As much as I want to protect him from teasing, I've felt like there is only so much that I can do about this. I won't let him buy his lunch everyday, because the food is not healthy, and I can pack him a much healthier and less expensive lunch. I also don't want to teach him to bow down to peer pressure. I know that a lot of the things that we do are a little counter-cultural, but we have more important things to worry about than whether or not his friends approve of his lunch. He does get to choose one day a week to buy lunch. I try not to pack any 'weird' leftovers, and just stick to sandwiches, fruit, etc. Sometimes I'll put chicken noodle soup or mac and cheese in his thermos--he says those are okay. The thermos is apparently where we get into trouble, lol.
I am hoping that this year will be better. This year, he is at the same school, but he's in their brand new Spanish Immersion program. We're in a large, urban district and there are only two elementary schools that offer it, and any students in the district could apply. My thinking is that the kids in this program are generally going to have parents that are a bit more involved, might be the types that will be more likely to pack a lunch, and for that matter, teach their kids some manners!
I have been trying to pack him more interesting, kid-friendly lunches so far this year. Last week I gave him homemade "lunchables". I pack him wheat crackers, and slices of meat and cheese. I also made homemade chocolate pudding for last week's lunches. This week I thought I'd make some homemade jello. I thought about just buying the packets of off-brand jello, but I really don't want him eating all that artificial stuff.
I bought a large box of plain gelatin from Kroger. It was about $5 for 32 packets, so about 16 cents a packet.
I usually buy fresh fruit, but I do like canned pineapple. It's hard to find a really good pineapple, and it's usually really pricey. I thought I would make good use of the leftover pineapple juice from two cans. I will never again throw that juice away--two leftover cans yielded 1 1/2 cups of pineapple juice!
With my first batch, I used 1 c. of pineapple and 1 c. of orange juice.
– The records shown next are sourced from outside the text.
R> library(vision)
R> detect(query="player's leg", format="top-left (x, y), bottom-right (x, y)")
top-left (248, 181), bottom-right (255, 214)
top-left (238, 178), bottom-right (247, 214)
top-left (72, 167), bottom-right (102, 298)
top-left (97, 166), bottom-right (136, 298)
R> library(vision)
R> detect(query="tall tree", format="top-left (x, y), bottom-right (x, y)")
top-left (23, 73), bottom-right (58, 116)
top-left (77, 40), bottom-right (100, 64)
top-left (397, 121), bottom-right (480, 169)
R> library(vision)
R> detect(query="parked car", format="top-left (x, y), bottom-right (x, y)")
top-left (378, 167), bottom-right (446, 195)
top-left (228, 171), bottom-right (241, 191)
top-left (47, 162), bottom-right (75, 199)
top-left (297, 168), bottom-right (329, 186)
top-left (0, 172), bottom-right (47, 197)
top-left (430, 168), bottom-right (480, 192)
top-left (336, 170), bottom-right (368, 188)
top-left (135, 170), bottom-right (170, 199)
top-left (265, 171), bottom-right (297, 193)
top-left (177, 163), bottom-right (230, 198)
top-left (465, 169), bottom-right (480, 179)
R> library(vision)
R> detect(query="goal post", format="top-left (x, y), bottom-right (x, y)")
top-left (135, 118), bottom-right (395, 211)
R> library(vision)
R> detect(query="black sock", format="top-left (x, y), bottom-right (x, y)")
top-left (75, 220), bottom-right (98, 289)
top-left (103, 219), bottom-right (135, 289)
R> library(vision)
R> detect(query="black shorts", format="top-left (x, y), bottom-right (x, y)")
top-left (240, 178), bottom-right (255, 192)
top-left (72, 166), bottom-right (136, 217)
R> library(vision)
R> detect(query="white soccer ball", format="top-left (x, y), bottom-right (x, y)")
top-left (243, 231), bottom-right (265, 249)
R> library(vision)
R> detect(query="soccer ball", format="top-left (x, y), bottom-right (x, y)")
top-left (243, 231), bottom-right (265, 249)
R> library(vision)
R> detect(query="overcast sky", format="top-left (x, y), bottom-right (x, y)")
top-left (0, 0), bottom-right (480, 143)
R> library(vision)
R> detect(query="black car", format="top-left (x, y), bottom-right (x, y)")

We ate it all pretty fast, so I made another batch for Ethan's lunches. I decided to decrease the juice, and add fruit to this one. I used 1 c. of pineapple juice and 1 c. of water for the liquid. I added about a cup of diced pineapple and one banana. Yesterday I bought a bunch of brown bananas for 19 cents a lb. at Save a lot. The skin was brown, but the banana was just fine inside. I sliced those up thinly and added them in. When it was close to setting, I put the jello in small containers for lunchboxes. I also tasted it just to be sure it was good ;) It was delicious!
This whole process was ridiculously easy. It was essentially the same as making jello the way most people make jello (well, maybe everyone just buys those little containers now?). I like to make this kind of thing before bed, so everything is ready to go in the morning.
As a side note, did you know that gelatin is actually really good for you? I'll probably do a separate post on that later.